Elle mit un sucre dans sa nouvelle boisson.
— J'ai emménagé avec lui après notre mariage à mes vingt ans, lui en avait cinq de plus que moi.
Les souvenirs remontaient dans sa mémoire et un sourire nostalgique l'accapara. Elle décrivit la suite des événements, en buvant quelques gorgées entre deux phrases.
— Pour le coma, c'est peut-être héréditaire. Son corps comme le mien a préféré tout déconnecter pour mieux survivre, suggéra l'adolescente en dissimulant une partie de la vérité.
Elles approuvèrent d'un hochement de tête. Solange porta son dévolu sur l'album et le feuilleta en même temps que sa fille. Meika avait délibérément enlevé Rory et toutes les notes.
— Regarde, c'est Henry Charles et Joël devant le magasin que je t'ai parlé.
Elle avait demandé l'avis de Nathanaël, si oui ou non il fallait tout leur révéler. Ils étaient tous les deux réticents. Personne ne comprendrait qu'un père puisse délaisser ses proches au profit d'une vengeance intarissable. La mort elle-même n'avait pas de justice, au contraire, c'était le point commun de tous les êtres vivants. Peu importe ton statut, ta couleur de peau, ton genre, ton taux de méchanceté, chacun finit de la même manière. Il n'y avait rien de plus égalitaire que la mort, c'était la manière dont tu profitais de ta vie qui comptait.
— Il a travaillé avec lui pendant quelques années. J'ai rencontré ensuite Isaïah Levy. Il est venu me rendre visite avec Nathanaël à l'hôpital il y a une semaine.
Elle désigna du doigt le faire-part de décès d'Abigaëlle, qui était dans les bras de son géniteur.
— Il a été assez proche d'eux pendant quelques années. Vu comme cela, l'album est assez vide. Il comptait sûrement nous raconter de vive voix sa vie.

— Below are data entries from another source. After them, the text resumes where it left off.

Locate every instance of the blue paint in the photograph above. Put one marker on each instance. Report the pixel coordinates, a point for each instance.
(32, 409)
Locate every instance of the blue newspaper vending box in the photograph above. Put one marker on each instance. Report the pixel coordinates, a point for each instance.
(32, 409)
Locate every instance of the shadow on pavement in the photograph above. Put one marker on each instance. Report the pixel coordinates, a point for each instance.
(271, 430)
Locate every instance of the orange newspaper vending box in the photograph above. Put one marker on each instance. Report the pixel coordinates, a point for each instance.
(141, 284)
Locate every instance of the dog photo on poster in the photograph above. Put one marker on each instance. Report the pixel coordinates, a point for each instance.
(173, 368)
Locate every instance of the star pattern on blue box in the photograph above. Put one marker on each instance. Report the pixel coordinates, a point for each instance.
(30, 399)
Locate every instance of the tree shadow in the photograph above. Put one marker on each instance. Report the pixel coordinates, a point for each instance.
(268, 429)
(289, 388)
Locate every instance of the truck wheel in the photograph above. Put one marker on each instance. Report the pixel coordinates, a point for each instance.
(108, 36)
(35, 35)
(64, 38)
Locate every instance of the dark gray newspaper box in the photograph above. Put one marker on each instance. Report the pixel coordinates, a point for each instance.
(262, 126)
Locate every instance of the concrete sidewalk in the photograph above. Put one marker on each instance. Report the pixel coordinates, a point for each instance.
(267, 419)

Elle s'efforçait de garder un ton neutre mais la haine contre cet homme était encore cuisante. La lycéenne ne voulait pas les faire souffrir encore plus, en leur annonçant que Joël était un meurtrier et qu'avant de mourir, il avait entraîné un pauvre gamin dans sa soif de revanche.
Pendant plusieurs minutes, aucune parole ne s'échangea. Meika débarrassa la table, s'éloignant des chants d'oiseaux au profit de la fraîcheur de la maison. Le salon était parfaitement rangé, comme à son habitude. A son retour de la cuisine, elle s'arrêta devant la cheminée. Le mois de février était loin à présent. Des vieux événements refirent surface, elle se voyait jouer avec sa peluche en forme de corbeau, en compagnie de ce merveilleux tonton Jojo. Puis, pendant les repas de Noël, où elle s'occupait de ses cousins, encore trop jeunes pour s'amuser avec elle. Elle s'imagina ensuite être fin janvier, son entourage papotait dans chaque recoin du salon, avec leur verre à la main. Elle se tenait aux côtés de Maria, espérant avoir le cran de leur annoncée que c'était sa petite amie. Le lendemain avait été un jour sombre, où George, le point de départ de tout ce qui lui était arrivé, avait prononcé ses derniers mots, la bouleversant pendant des semaines. Pourquoi avait-elle arrêté de parler ? Elle trouvait désormais cela stupide.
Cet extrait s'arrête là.